# Prompting - Prompt Engineering

## Iterative Prompt Development

This initial exercise serves as a warm-up phase, familiarizing students with the transformers pipeline and the Microsoft Phi-3 model employed throughout the course. Through iterative experimentation with basic prompts, participants will gain insights into the critical factors for effective prompt design.
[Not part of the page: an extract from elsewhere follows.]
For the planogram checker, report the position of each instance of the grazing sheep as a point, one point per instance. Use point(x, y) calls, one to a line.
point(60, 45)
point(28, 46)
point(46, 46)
These factors include:

- **Prompt Specificity:** The importance of crafting prompts that are narrowly focused and deliver clear instructions will be explored.
- **Prompt Cues:** The role of incorporating contextual cues within prompts to guide the model's response will be investigated.
- **Model Response Time:** The impact of allowing the model extended processing time for complex tasks will be examined.

## Learning Objectives

Model Interaction: Utilize the transformers pipeline to effectively generate responses from the Phi-3 large language model.
- **Prompt Design:** Craft prompts that are highly specific, ensuring focused and relevant model outputs.
- **Model Response Optimization:** Develop prompts that grant the model sufficient processing time for complex tasks, thereby enhancing response quality.
- **Prompt-Based Guidance:** Integrate contextual cues into prompts to steer the model's response generation towards desired outcomes.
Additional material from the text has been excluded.